Sylvie, we eventually learn, is Joe and Rudy’s child, and she’s still got a lot of trauma-processing to do — but her story’s denouement is musically and thematically all over the damn place, patched together from short, inconsequential songs that are pinned to the plot like placeholders (“a song should go here”) and swimming in a sloppy soup of generic, under-examined inspo. Sherman and Hull valorize hard work and American aspiration with a fervor that gives away how long they’ve been working on the show (they started when Bill Clinton was still president). The feminism represented by Wally is of the soda-pop variety — fizzy, syrupy empty calories — and potential gnawing issues with the very essence of the material are easily brushed aside: “Some say the Al Smith project is capitalist folly,” glowers Sylvie. “I love the Follies, I’m seeing them this weekend,” giggles a secretary called — no, really — Goodie Goodheart (Alexandra Frohlinger), whose only purpose is to make ditzy vaudeville jokes.
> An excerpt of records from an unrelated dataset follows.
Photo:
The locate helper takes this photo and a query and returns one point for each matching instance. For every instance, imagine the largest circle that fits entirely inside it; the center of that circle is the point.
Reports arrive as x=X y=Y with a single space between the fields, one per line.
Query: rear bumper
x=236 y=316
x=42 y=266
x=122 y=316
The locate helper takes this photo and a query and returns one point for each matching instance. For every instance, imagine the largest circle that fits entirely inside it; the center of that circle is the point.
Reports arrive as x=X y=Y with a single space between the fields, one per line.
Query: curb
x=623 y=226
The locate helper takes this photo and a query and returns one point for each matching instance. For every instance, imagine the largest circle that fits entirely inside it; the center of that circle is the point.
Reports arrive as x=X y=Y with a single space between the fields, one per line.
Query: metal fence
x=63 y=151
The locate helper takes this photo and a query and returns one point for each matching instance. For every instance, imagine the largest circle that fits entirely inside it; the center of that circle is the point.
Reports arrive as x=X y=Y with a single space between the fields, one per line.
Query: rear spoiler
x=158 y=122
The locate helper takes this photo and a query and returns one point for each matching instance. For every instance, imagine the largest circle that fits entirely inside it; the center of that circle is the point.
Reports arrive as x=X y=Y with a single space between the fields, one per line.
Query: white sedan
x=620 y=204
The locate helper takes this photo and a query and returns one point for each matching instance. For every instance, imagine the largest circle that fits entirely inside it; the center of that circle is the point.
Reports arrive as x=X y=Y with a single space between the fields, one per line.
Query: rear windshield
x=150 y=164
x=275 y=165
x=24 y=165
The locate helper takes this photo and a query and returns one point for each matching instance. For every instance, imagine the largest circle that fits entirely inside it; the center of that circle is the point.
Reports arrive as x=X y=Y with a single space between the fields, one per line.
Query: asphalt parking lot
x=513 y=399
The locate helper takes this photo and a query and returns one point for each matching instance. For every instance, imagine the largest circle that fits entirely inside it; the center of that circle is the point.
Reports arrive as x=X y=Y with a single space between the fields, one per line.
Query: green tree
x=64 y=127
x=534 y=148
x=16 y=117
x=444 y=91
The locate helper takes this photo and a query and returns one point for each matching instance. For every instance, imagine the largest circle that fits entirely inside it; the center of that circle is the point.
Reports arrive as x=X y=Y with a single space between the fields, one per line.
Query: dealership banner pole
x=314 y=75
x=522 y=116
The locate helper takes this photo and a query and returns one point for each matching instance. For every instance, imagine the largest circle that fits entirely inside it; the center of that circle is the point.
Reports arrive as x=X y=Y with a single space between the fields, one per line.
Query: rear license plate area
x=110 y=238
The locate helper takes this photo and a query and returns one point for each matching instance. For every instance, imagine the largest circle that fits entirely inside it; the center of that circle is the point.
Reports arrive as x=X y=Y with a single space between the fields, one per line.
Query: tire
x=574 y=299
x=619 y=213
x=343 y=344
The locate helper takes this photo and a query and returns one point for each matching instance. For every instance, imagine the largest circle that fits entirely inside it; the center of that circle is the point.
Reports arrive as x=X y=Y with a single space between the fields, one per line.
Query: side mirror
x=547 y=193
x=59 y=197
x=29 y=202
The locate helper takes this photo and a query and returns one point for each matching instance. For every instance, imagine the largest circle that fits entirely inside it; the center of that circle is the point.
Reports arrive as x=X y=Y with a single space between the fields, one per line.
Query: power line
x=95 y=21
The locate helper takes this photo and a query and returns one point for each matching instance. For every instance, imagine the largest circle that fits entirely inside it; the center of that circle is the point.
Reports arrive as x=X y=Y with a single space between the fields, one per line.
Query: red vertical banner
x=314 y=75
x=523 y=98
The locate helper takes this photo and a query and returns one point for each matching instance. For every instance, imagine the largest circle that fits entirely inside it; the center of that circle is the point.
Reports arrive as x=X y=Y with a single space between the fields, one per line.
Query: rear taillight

It’s pretty rich to listen to an Irish immigrant sing to his wife, sans irony, “Our children will be free, don’t worry my darling”; or to watch Empire proudly shuffle Indigenous people into the spotlight without ever addressing the fact that its very title is the bad guy — the desecrating, colonizing force that nearly purged their ancestors from the earth. The show is a queasy throwback, content to stick its fingers in its ears and belt about hope and glory. We are no longer in Curly’s beautiful morning, if we ever were, and as a genre, the American musical needs to reckon with the triumphalism encoded in its DNA. Part of the fascination of the form lies in watching that reckoning play out — how will a team of artists subvert or redirect those currents? Empire offers no struggle, no broader awareness, no transcendence. Its edifice is built with bricks of banality and mortar of treacle, and it melts before our eyes.